InSight lander settles into its Martian ‘sandbox’
Now that the Insight lander has settled in on Mars, scientists are learning more about the spot it’s in. With its 7-foot-wide solar panels fully deployed, it has already set a record for the most energy generated in a single day by any lander or rover on Mars at 4,588 wH. Also, the protective covers are coming off of its cameras, which should enable higher-resolution images.

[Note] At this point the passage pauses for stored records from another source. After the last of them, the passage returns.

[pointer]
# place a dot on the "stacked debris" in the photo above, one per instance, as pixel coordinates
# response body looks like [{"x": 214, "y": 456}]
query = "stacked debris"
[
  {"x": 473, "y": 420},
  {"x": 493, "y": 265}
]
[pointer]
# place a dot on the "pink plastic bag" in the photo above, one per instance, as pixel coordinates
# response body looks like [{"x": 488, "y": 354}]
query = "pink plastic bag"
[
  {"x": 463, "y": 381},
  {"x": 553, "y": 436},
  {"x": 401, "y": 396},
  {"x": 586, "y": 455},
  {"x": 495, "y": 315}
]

Steadily easing into my workflow. It’s been a busy few days and now, a new picture of Mars without the camera lens cover. Plus, a new view from my robotic arm camera. Read: https://t.co/5qCjNVZaRs
— NASAInSight (@NASAInSight) December 1, 2018
Fortunately, while the lander is tilted at a 4-degree angle inside its impact crater, it’s designed to operate at up to a 15-degree tilt. Any more could have prevented the panels from opening, and they’re needed to generate enough energy during its two-year mission toperate all of the instruments, even as dust and dirt flying around on Mars starts to cover them.
Next up? Picking out spots to deploy its subsurface heat-flow probe. As project manager Tom Hoffman said, “There are no landing pads or runways on Mars, so coming down in an area that is basically a large sandbox without any large rocks should make instrument deployment easier and provide a great place for our mole to start burrowing.”